Target: To check if the normal distribution model fits the observations
The tool combines the following methods:
1. A formal normality test: Shapiro-Wilk test, this is one of the most powerful normality tests.
2. Graphical methods: QQ-Plot chart and Histogram.
The Shapiro Wilk test uses only the right-tailed test. When performing the test, the W statistic is only positive and represents the difference between the estimated model and the observations. The bigger the statistic, the more likely the model is not correct. The left-tailed may represent a value that is too small, the W statistic can't be too small.

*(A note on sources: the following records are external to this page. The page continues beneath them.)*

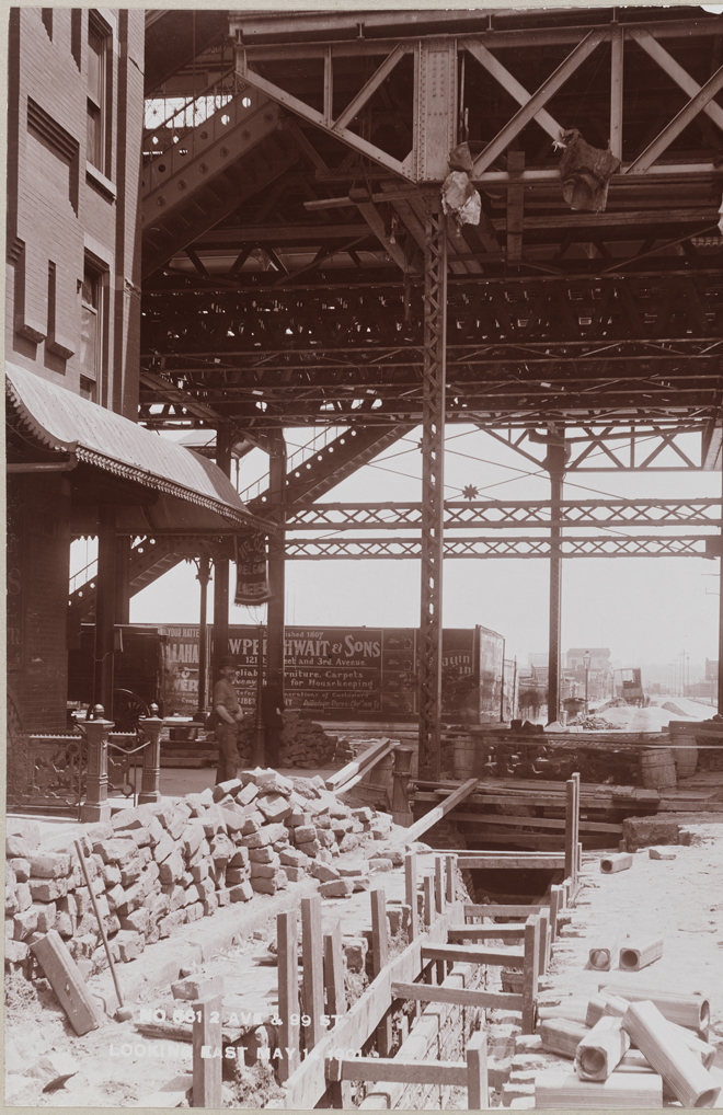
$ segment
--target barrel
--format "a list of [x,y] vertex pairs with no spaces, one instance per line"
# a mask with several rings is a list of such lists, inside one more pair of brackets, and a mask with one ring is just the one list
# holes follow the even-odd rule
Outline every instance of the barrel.
[[668,731],[673,747],[673,762],[678,782],[695,774],[697,766],[697,747],[695,745],[695,720],[671,720]]
[[466,782],[474,777],[474,740],[470,738],[455,739],[453,744],[454,777]]
[[669,747],[655,747],[640,752],[643,785],[649,789],[673,789],[677,785],[675,763]]

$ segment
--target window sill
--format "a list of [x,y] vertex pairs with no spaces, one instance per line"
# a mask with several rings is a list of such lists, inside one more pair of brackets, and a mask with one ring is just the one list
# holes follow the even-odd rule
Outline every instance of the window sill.
[[115,185],[110,182],[110,178],[106,178],[105,174],[103,174],[97,166],[94,166],[93,163],[86,162],[86,178],[90,178],[93,184],[97,186],[100,193],[105,194],[109,201],[114,202],[116,200]]

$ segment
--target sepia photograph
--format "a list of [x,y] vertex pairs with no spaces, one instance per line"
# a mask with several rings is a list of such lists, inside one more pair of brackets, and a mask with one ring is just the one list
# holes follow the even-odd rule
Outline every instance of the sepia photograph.
[[2,17],[3,1109],[723,1108],[723,3]]

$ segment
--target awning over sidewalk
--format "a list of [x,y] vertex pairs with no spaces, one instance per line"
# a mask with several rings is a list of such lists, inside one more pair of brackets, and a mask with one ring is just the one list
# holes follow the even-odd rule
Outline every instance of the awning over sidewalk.
[[[39,450],[69,454],[78,462],[171,496],[171,501],[161,501],[166,506],[158,507],[164,520],[158,527],[175,525],[168,522],[168,514],[181,520],[181,531],[192,521],[200,525],[197,515],[189,516],[189,504],[213,513],[200,516],[209,530],[268,526],[247,510],[221,469],[192,449],[16,365],[6,365],[6,389],[10,426]],[[184,507],[176,501],[182,501]],[[174,506],[181,512],[177,516],[173,515]]]

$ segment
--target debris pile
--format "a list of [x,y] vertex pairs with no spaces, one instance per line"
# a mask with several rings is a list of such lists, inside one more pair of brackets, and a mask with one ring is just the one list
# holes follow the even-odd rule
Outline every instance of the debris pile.
[[[87,826],[80,845],[114,959],[220,906],[274,894],[307,874],[327,896],[357,885],[331,867],[335,855],[384,840],[388,814],[353,809],[316,778],[243,770],[239,778],[174,803],[123,808]],[[75,854],[78,835],[40,842],[32,822],[9,822],[6,837],[6,966],[29,968],[29,947],[55,929],[73,958],[100,971],[107,957]],[[373,865],[370,863],[370,865]],[[8,939],[9,938],[9,939]]]

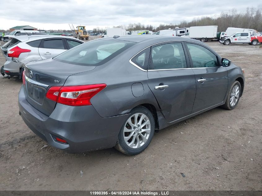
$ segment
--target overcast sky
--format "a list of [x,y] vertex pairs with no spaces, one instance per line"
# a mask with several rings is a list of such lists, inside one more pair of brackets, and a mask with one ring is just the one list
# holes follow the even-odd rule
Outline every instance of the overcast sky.
[[[233,8],[244,11],[246,0],[1,0],[0,29],[29,25],[45,30],[69,29],[68,23],[99,27],[140,22],[156,27]],[[255,1],[256,7],[262,2]],[[252,5],[251,4],[251,5]],[[253,5],[254,5],[253,4]]]

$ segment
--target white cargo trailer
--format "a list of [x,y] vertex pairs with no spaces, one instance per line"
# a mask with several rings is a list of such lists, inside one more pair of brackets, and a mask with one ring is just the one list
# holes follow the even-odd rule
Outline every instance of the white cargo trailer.
[[217,26],[190,27],[189,38],[199,39],[202,42],[217,40]]
[[114,35],[125,35],[126,31],[125,28],[111,28],[106,29],[106,33],[102,36],[104,37],[111,37]]

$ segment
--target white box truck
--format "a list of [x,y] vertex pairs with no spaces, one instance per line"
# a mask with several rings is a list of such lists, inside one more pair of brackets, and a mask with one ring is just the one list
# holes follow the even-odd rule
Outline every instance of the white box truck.
[[217,40],[217,26],[190,27],[189,28],[189,35],[181,37],[199,40],[202,42],[204,42]]
[[111,28],[106,29],[106,32],[102,35],[102,37],[112,37],[114,35],[125,35],[126,31],[125,28]]

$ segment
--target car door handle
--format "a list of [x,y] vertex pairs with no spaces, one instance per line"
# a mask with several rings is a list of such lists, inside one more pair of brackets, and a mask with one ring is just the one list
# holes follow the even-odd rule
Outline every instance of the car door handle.
[[168,85],[161,85],[161,86],[157,86],[155,87],[155,89],[156,90],[157,89],[165,89],[168,87]]
[[206,81],[206,79],[200,79],[198,80],[198,82],[203,82]]

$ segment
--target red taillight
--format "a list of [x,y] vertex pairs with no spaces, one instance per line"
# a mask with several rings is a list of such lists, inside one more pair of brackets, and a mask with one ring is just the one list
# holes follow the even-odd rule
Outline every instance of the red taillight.
[[22,78],[23,79],[23,84],[24,85],[25,85],[25,79],[24,78],[24,70],[23,71],[23,73],[22,74]]
[[12,48],[7,53],[8,56],[9,57],[14,57],[15,58],[18,58],[19,56],[19,55],[21,53],[24,52],[31,52],[31,50],[27,50],[27,49],[23,49],[20,48],[18,46],[16,46],[14,48]]
[[61,142],[63,143],[67,143],[67,142],[66,142],[66,141],[65,140],[63,140],[62,139],[61,139],[61,138],[59,138],[59,137],[56,137],[56,140],[57,141],[58,141],[58,142]]
[[47,93],[47,98],[56,102],[59,93],[59,90],[61,87],[60,86],[58,86],[51,87]]
[[105,84],[52,86],[47,91],[46,97],[58,103],[69,106],[90,105],[91,98],[106,86]]

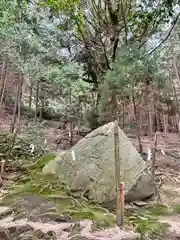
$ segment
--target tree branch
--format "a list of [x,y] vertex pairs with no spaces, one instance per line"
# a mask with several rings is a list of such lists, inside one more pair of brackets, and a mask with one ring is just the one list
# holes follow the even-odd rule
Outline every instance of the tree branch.
[[[147,55],[150,55],[152,54],[153,52],[155,52],[171,35],[173,29],[175,28],[176,24],[177,24],[177,21],[179,19],[179,16],[180,16],[180,13],[176,16],[176,18],[174,19],[173,23],[172,23],[172,26],[168,32],[168,34],[166,35],[166,37],[154,48],[152,49],[149,53],[147,53]],[[146,55],[146,56],[147,56]]]

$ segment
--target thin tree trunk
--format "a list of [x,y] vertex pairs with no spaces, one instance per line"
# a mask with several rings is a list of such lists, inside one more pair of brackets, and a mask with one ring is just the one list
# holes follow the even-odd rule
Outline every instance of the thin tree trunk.
[[148,122],[149,122],[149,139],[152,141],[153,136],[153,89],[149,91],[150,101],[148,102]]
[[137,108],[136,108],[134,95],[132,97],[132,103],[133,103],[133,108],[134,108],[136,131],[137,131],[137,138],[138,138],[138,143],[139,143],[139,152],[142,153],[143,152],[143,147],[142,147],[142,142],[141,142],[141,131],[140,131],[140,126],[139,126],[139,116],[138,116],[138,113],[137,113]]
[[34,115],[35,124],[37,123],[38,104],[39,104],[39,80],[37,81],[37,86],[36,86],[36,106],[35,106],[35,115]]
[[15,124],[16,124],[16,117],[17,117],[17,106],[18,106],[18,99],[19,99],[19,84],[16,86],[16,98],[14,102],[14,108],[13,108],[13,117],[12,117],[12,122],[10,126],[10,133],[13,133],[15,130]]
[[31,83],[29,87],[29,102],[28,102],[28,110],[31,111],[31,105],[32,105],[32,93],[33,93],[33,84]]
[[41,106],[39,112],[39,121],[42,122],[43,120],[43,110],[44,110],[44,99],[41,99]]
[[72,96],[71,88],[69,91],[69,105],[70,105],[70,144],[73,146],[73,122],[72,122]]
[[3,77],[3,74],[1,75],[2,88],[1,88],[1,97],[0,97],[0,109],[2,108],[2,104],[4,100],[4,93],[5,93],[6,84],[7,84],[7,74],[8,74],[8,70],[6,68],[4,77]]
[[21,119],[21,99],[22,99],[22,85],[23,85],[23,76],[20,74],[19,77],[19,96],[18,96],[18,106],[17,106],[17,131],[20,131],[20,119]]

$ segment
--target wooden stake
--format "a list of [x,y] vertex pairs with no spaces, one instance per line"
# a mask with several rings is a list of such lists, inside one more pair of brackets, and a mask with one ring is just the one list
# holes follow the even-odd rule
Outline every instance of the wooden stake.
[[124,226],[124,183],[121,182],[119,185],[120,189],[120,214],[121,214],[121,226]]
[[121,209],[120,209],[120,157],[119,157],[119,135],[118,122],[114,122],[114,158],[115,158],[115,179],[116,179],[116,223],[121,226]]
[[153,180],[155,180],[156,147],[157,147],[158,135],[159,135],[159,132],[155,132],[154,142],[152,144],[152,176],[153,176]]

Small sample size (n ≤ 50)
When the sample size: the tool calculates the p-value from the exact tables, with the following p-values: 0.01 0.02 0.05 0.1 0.5 0.9 0.95 0.98 0.99. usually, W value will be between two cells, and the p-value calculation will be done as a harmonic interpolation between the two p-values. The p-values is very accurate around the common significance levels.

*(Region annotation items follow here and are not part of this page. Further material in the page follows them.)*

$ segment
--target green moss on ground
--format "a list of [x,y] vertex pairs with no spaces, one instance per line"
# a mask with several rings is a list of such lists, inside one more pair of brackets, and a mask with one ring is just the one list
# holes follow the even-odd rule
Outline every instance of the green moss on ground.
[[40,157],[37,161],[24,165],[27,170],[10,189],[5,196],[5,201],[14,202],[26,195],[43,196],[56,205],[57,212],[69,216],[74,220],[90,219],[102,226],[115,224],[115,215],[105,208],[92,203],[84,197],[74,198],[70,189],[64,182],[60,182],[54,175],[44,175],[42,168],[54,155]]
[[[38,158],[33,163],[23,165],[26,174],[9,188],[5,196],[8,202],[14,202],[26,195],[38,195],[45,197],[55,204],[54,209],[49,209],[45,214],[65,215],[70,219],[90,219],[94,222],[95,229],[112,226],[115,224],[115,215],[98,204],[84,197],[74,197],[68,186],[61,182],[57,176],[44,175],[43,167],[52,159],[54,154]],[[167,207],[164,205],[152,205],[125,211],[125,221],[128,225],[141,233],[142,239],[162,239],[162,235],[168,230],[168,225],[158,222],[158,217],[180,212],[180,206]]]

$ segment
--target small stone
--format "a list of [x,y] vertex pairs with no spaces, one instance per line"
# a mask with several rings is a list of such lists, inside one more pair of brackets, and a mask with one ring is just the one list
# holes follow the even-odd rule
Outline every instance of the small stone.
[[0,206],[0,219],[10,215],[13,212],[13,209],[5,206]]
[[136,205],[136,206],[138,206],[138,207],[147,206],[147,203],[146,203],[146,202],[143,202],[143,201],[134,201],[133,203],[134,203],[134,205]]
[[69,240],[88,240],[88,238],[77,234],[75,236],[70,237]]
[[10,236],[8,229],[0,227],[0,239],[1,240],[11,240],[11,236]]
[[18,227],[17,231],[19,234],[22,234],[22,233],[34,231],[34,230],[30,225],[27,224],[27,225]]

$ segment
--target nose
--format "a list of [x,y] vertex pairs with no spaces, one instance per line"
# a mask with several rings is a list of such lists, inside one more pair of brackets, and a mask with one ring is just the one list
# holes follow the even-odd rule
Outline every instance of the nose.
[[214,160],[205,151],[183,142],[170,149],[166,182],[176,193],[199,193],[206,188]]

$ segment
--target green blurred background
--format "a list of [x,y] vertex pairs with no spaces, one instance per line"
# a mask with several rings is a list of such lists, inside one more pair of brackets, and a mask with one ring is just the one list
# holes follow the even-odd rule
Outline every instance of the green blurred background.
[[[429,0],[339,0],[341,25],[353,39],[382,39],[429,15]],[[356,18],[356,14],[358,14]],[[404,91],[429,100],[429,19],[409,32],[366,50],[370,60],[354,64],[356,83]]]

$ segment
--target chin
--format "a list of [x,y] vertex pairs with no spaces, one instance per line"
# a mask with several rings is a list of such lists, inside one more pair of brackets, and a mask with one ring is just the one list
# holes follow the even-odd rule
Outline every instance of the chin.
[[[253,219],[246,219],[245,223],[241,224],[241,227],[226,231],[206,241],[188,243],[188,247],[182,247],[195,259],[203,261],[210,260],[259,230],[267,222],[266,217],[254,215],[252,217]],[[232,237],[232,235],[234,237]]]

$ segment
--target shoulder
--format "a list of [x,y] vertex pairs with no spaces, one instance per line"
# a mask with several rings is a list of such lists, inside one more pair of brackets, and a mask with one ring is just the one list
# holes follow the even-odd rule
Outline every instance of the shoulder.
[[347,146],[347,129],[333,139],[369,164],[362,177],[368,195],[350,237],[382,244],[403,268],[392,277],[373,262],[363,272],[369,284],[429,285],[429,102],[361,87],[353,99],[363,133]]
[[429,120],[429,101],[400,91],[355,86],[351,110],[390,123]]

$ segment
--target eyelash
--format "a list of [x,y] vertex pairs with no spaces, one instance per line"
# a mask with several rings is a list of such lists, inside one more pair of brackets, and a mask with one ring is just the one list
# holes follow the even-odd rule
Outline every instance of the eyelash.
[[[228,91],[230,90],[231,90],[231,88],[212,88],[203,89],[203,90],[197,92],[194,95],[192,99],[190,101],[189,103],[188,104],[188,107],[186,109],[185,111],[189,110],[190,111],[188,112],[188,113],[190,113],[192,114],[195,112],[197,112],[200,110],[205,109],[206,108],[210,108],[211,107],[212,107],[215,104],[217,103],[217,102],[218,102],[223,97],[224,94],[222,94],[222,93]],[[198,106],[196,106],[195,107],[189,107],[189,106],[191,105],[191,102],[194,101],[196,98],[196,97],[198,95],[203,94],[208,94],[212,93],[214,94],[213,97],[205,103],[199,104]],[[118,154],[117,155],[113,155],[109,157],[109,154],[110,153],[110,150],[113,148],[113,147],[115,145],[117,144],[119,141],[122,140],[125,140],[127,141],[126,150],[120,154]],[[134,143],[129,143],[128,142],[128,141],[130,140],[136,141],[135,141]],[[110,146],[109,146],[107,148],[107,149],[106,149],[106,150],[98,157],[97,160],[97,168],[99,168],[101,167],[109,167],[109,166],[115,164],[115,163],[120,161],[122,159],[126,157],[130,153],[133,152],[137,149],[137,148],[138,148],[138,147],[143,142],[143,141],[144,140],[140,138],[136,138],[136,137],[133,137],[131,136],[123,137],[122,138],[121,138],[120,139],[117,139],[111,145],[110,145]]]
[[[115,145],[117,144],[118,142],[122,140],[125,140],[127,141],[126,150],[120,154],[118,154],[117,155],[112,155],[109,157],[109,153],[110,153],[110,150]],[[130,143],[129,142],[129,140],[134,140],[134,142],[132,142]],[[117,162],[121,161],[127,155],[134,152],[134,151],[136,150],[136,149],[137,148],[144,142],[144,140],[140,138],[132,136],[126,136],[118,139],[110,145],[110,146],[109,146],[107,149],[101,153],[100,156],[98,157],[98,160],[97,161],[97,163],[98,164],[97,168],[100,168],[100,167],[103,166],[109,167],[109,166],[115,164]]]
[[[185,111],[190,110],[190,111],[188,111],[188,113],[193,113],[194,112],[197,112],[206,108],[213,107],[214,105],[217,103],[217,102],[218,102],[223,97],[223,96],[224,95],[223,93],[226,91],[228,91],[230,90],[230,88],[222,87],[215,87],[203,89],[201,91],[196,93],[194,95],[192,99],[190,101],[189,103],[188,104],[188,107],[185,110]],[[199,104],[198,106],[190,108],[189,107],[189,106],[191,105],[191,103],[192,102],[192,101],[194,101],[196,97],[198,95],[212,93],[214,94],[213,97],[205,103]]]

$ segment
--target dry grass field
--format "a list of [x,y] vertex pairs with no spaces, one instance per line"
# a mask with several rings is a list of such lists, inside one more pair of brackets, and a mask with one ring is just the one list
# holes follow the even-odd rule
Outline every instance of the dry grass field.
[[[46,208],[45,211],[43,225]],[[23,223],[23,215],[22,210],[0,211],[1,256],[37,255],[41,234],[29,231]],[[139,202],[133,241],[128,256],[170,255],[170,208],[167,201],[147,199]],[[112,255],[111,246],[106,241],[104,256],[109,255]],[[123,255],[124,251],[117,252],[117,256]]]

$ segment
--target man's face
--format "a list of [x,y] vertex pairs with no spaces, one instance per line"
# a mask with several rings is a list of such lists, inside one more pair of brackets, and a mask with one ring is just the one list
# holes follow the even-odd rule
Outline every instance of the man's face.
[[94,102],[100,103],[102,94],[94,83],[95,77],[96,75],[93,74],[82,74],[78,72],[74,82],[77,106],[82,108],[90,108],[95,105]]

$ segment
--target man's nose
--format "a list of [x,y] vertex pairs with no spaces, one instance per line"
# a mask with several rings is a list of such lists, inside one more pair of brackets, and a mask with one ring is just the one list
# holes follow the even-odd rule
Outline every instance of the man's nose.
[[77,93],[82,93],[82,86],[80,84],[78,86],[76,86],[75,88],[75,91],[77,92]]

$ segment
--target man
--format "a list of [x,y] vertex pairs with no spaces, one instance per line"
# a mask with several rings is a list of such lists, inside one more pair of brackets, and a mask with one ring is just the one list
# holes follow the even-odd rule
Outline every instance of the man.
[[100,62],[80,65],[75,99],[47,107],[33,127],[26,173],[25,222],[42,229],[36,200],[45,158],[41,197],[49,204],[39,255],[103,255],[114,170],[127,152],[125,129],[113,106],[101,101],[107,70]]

Compare to other test the Shapiro Wilk has a good power to reject the normality, but as any other test it need to have sufficient sample size, around 20 depend on the distribution, see examples
In this case the normal distribution chart is only for illustration.
Large sample size (n > 50)
The tool uses the normal approximation. Since the sample size is large the approximation is good for any p-value.

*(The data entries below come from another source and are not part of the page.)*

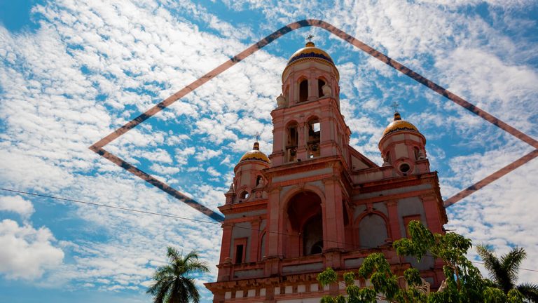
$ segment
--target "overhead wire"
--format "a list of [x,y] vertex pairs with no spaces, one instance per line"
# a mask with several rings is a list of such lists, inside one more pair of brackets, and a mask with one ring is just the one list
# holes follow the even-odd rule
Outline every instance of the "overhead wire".
[[[29,192],[29,191],[20,191],[20,190],[16,190],[16,189],[5,189],[5,188],[0,187],[0,190],[3,190],[3,191],[10,191],[10,192],[13,192],[13,193],[17,193],[17,194],[26,194],[26,195],[39,196],[39,197],[42,197],[42,198],[52,198],[52,199],[55,199],[55,200],[64,201],[68,201],[68,202],[74,202],[74,203],[81,203],[81,204],[86,204],[86,205],[90,205],[90,206],[94,206],[104,207],[104,208],[116,209],[116,210],[120,210],[130,211],[130,212],[133,212],[133,213],[142,213],[142,214],[145,214],[145,215],[157,215],[157,216],[170,217],[170,218],[172,218],[172,219],[178,219],[178,220],[188,220],[188,221],[191,221],[191,222],[199,222],[199,223],[208,223],[208,224],[214,224],[214,225],[221,225],[221,227],[232,226],[233,228],[256,231],[258,231],[258,232],[264,231],[265,234],[280,234],[280,235],[287,236],[300,236],[300,234],[292,234],[282,233],[282,232],[280,232],[280,231],[267,231],[267,230],[264,231],[264,230],[260,229],[253,229],[251,227],[237,226],[236,224],[233,224],[233,223],[218,222],[215,222],[215,221],[207,221],[207,220],[198,220],[198,219],[192,219],[192,218],[188,218],[188,217],[186,217],[177,216],[177,215],[174,215],[164,214],[164,213],[155,213],[155,212],[151,212],[151,211],[148,211],[148,210],[137,210],[137,209],[128,208],[124,208],[124,207],[120,207],[120,206],[111,206],[111,205],[107,205],[107,204],[97,203],[95,203],[95,202],[83,201],[77,200],[77,199],[73,199],[73,198],[62,198],[62,197],[58,197],[58,196],[55,196],[46,195],[46,194],[43,194],[31,193],[31,192]],[[329,243],[337,243],[337,244],[349,245],[349,243],[346,243],[345,242],[336,241],[331,241],[331,240],[324,240],[324,241],[325,241],[326,242],[329,242]],[[364,245],[352,245],[352,247],[353,248],[355,248],[355,249],[380,249],[379,247],[364,246]],[[435,258],[435,256],[433,256],[433,255],[428,255],[428,254],[426,254],[425,255],[425,257],[432,257],[434,259]],[[475,263],[475,264],[484,264],[483,262],[477,262],[477,261],[471,261],[471,263]],[[520,268],[519,269],[525,270],[525,271],[528,271],[538,272],[538,270],[537,270],[537,269],[524,269],[524,268]]]

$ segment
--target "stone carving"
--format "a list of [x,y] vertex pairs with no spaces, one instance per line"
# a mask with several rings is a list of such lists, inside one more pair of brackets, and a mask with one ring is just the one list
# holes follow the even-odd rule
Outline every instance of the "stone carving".
[[286,98],[284,97],[284,95],[282,94],[280,94],[280,96],[277,97],[277,106],[278,107],[282,107],[286,105]]
[[331,90],[331,87],[326,84],[322,86],[322,90],[323,91],[323,95],[324,97],[330,97],[331,94],[332,93],[332,90]]

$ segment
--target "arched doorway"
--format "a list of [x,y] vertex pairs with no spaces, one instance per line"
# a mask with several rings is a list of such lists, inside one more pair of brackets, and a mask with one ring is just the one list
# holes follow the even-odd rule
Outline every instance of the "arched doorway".
[[312,191],[301,191],[289,200],[287,206],[287,257],[323,252],[322,199]]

* The maximum sample size is 5000, but since no distribution is exactly normal distribution, a very large sample size has the power to reject the normality assumption for almost any distribution even if the difference from the normal distribution is minimal.
The following R code should produce the same results:
Since the tool and R uses approximations, the p-value results are not always identical. R uses the normal approximations for n≥12 and a different approximation for smaller samples, while the tool uses the normal approximation for n≥50.